Expert insights into the future of visualizations 

Expert insights into the future of visualizations 

Where market research stands today

At our recent webinar, data visualization experts shared exactly how agencies and in-house teams can stop dashboards drifting into irrelevance. Their advice was blunt, practical, and rooted in years of building dashboards that actually get used. 

Clients are not asking for more dashboards to be the future of visualizations. They are asking for faster answers, simpler storytelling, and evidence that sparks action. GRIT’s 2025 report confirms: Research teams are shifting from “showing the data” to “guiding the decision.” AI is accelerating delivery, but human storytelling is what makes the message stick. 

Watch now: Picture this: The future of visualizations 

Read now: The art and science of data visualization: Turning numbers into narratives 

Learn from our experts: Realities behind dashboard stickiness 

  • Dashboards are never set-and-forget: One expert described a program that has been live for seven years, but is never static. Annual reviews align dashboards with new tech, design trends, and business priorities. 
  • Fix what wastes time: A single client saved hours per cycle when manual reporting steps were automated, expanding dashboard access from a small marketing team to over 300 stakeholders. 
  • Standardization delivers speed: Productized dashboards, templated designs that can be cloned, skinned, and deployed, turn repetitive requests into rapid delivery. 
  • Adoption drives retention: Dynamic, easy-to-use dashboards create stickiness. Clients who like the tool tend to stay with the agency longer. 

Why dashboard retention matters 

Adoption equals influence, now and in the future of visualizations. A dashboard that isn’t used is a wasted investment. And adoption doesn’t come from cramming in charts. It comes from role relevance, process automation, and design choices that reduce cognitive load. It also increasingly comes from blending AI speed with human storytelling, because decision-makers respond to emotion as much as logic. 

The role of AI in the future of visualizations

Our panel agreed: AI is becoming a less-than-silent partner in dashboard delivery. It can: 

  • Automate repetitive reporting tasks, like building first-pass decks or highlighting anomalies. 
  • Create summaries and topic lists from collected data. 
  • Accelerate data cleaning and reformatting, especially for qualitative data. 

But despite having a place in the future of visualizations, AI has limits. Today, it gets you 70–80% of the way there. However, it lacks the human social skills that can craft stories that resonate with executives, nor can it replicate the nuance of strong design. As Rachel Cummins, Director, Data Management and Delivery at The Directions Group, puts it: “Clients don’t want the machines to do everything for them. They still want a human to be involved and make sure everything is right.” 

Looking ahead, the group pointed to conversational AI as the next frontier. Instead of clicking filters, users will ask: “How are sales trending since Q2?” and see a visual answer.
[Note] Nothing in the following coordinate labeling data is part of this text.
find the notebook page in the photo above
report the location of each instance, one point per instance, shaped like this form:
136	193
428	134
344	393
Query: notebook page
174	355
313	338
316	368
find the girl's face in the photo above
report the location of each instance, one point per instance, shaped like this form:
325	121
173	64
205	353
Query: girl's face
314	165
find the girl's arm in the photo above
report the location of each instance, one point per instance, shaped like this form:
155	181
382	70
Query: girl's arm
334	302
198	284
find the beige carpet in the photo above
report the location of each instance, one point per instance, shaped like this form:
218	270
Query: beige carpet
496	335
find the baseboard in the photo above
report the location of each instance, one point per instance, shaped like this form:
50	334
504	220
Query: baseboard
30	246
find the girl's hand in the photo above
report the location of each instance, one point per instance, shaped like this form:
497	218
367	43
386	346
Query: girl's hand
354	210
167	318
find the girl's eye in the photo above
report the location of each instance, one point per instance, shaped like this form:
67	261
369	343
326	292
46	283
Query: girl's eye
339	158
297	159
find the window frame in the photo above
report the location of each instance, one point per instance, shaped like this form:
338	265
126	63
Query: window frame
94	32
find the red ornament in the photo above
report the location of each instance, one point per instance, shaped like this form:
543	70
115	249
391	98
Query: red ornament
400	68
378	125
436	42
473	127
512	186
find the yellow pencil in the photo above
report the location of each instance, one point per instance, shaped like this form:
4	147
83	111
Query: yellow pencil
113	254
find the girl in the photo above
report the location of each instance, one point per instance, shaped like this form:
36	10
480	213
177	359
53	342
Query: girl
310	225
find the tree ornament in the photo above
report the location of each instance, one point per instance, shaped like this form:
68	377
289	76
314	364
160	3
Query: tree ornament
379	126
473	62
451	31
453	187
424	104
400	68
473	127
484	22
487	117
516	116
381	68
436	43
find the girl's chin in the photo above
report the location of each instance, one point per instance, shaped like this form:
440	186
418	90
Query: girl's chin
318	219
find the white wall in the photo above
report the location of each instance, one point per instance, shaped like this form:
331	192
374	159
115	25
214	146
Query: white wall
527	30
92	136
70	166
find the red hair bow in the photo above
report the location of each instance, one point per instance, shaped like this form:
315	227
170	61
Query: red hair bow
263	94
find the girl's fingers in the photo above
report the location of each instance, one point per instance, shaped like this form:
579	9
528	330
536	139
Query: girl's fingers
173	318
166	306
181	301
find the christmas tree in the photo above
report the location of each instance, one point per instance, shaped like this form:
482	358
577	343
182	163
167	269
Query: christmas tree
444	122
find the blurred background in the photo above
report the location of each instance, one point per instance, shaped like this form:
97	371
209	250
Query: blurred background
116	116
That lowers the barrier to entry, but it comes with risks. Hallucinations, misinterpretations, and overconfidence in machine answers. Educating clients on the limits of AI is now part of the researcher’s role. 

Emotional storytelling: Why it works 

Good visualization is not just logical, it is emotional. Emotional storytelling connects with audiences on a deeper level, making insights memorable and actionable. Tobi Andersson described it as “the journey the user takes, how they consume data, step by step, to start to understand what kind of decisions to take and act upon.” In a world where attention spans are shrinking, emotional resonance makes the difference between charts that inform and stories that inspire. This is the future of visualizations.

Plays to make dashboards stick 

  1. Start with the “why” (and roles, not charts): Tie every dashboard to a business purpose. A CMO wants movement in market share. A sales lead wants territory performance. Build with those lenses first. 
  2. Build once, reuse often: Productize trackers and pulse studies. This means finding consistent KPIs across clients and waves. Faster for you, clearer for them. 
  3. Blend live and batch: Stakeholders still want decks. Keep one governed dataset that powers both interactive dashboards and editable PowerPoint exports. 
  4. Automate the annoying: Free researchers from repetitive reporting so they can focus on insight generation. 
  5. Simplify story complexity: Think about story arc, role relevance, and delivery formats before you launch. Avoid information overload. Design for cognitive ease, not chart density. 
  6. Measure the mundane: Track adoption, time-to-insight, and the number of decisions influenced. In MR, these are the real KPIs for whether your dashboard program survives. 

            If you want to make your dashboards indispensable, treat them like products. Pick one high-visibility program, redesign it around roles and the “why,” automate what you can, and measure adoption and engagement as rigorously as you would revenue. 

            The future visualizations will not be defined by dashboards alone. It will be defined by the fusion of AI’s efficiency with human creativity and emotional storytelling. That is the modern alchemy that moves insights from charts to change, and from research to real impact.